Bearing cross-domain fault diagnosis based on domain adversarial network

Abstract

A new method has been suggested to tackle the issue of irregularly dispersed bearing vibration data when subjected to varying operational conditions, along with the deficiency of data in the intended domain. This method combines two techniques: the Wasserstein Generative Adversarial Network with Gradient Penalty (WGAN-GP) and Domain Adversarial NeuralNetwork (DANN).To begin with, the limited target domain data is fed into the WGAN-GP. This network consists of a generator and a discriminator engaged in a competitive process. The generator's objective is to create synthetic data that bears a strong resemblance to the data in the target domain.
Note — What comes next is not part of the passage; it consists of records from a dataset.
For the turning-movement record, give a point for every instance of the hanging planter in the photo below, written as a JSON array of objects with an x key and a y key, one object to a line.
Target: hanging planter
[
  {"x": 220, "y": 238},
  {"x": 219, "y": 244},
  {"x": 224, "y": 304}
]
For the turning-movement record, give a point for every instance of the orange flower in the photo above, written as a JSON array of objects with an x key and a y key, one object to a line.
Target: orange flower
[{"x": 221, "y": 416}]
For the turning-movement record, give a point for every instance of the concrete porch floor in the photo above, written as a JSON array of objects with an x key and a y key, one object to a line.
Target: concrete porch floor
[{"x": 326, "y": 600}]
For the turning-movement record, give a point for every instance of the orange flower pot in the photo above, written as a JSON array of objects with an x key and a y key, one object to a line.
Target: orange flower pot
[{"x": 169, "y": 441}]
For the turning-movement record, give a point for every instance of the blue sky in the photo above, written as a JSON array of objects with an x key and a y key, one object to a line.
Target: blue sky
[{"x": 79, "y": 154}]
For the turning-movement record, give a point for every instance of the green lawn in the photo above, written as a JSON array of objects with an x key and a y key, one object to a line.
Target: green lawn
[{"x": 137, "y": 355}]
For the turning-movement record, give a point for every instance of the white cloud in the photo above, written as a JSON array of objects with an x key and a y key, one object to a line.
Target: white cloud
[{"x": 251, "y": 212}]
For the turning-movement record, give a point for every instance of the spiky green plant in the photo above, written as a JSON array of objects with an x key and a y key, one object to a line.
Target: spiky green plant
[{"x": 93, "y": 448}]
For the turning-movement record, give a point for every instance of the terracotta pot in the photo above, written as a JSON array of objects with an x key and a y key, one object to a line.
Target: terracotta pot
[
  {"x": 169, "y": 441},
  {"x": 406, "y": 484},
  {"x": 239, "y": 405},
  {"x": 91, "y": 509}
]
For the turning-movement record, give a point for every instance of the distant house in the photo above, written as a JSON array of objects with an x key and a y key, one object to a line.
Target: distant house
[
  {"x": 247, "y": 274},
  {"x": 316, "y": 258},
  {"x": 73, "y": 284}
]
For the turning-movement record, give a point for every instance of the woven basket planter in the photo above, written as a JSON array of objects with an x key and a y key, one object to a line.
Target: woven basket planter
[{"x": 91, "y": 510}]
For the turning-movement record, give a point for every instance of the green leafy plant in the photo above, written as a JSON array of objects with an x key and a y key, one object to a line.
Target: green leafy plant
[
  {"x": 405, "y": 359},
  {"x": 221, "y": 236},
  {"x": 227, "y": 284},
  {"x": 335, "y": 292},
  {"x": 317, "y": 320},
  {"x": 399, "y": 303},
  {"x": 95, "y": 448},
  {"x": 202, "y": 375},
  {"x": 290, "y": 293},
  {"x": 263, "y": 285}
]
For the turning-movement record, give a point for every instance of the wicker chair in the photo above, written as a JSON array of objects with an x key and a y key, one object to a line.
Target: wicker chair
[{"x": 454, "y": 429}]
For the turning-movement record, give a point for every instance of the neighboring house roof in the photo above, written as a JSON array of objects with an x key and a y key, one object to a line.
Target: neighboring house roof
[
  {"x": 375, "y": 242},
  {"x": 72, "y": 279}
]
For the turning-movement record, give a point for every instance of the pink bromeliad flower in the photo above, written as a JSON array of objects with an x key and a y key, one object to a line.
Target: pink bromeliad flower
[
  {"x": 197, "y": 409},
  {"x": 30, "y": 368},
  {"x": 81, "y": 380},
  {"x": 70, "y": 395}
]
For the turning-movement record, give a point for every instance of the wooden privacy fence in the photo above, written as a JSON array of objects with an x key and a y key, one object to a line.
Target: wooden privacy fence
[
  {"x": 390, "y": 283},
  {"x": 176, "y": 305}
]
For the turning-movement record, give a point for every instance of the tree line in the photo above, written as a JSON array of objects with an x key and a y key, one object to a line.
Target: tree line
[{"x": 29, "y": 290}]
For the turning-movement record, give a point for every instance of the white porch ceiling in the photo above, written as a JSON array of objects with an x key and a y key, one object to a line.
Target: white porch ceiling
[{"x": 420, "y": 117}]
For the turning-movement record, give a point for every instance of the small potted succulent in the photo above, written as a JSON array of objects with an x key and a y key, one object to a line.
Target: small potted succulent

In contrast, the discriminator's goal is to differentiate between authentic data from the target domain and the data generated by the generator. Through this adversarial process, the target domain dataset is augmented. The augmented target domain data and source domain data (derived from distinct yet related domain data) are then fed into the DANN. The DANN comprises two components: a label classifier and a domain classifier. The primary role of the label classifier is to detect faults in bearings, whereas the domain classifier endeavors to ascertain whether the data comes from the source domain or the expanded target domain created through augmentation. Through adversarial training between these two classifiers, the network learns to align the data distributions of the two domains. By following this process, the method effectively bridges the distribution gap between the source and target domains. This approach proves capable of accurately diagnosing bearing faults in scenarios where target domain data is scarce. In summary, the proposed methodology employs a combination of WGAN-GP and DANN to enhance the target domain dataset using synthetic data generation and adversarial domain alignment. This approach effectively addresses data distribution disparities between different domains and facilitates accurate bearing fault diagnosis in situations with limited target domain data.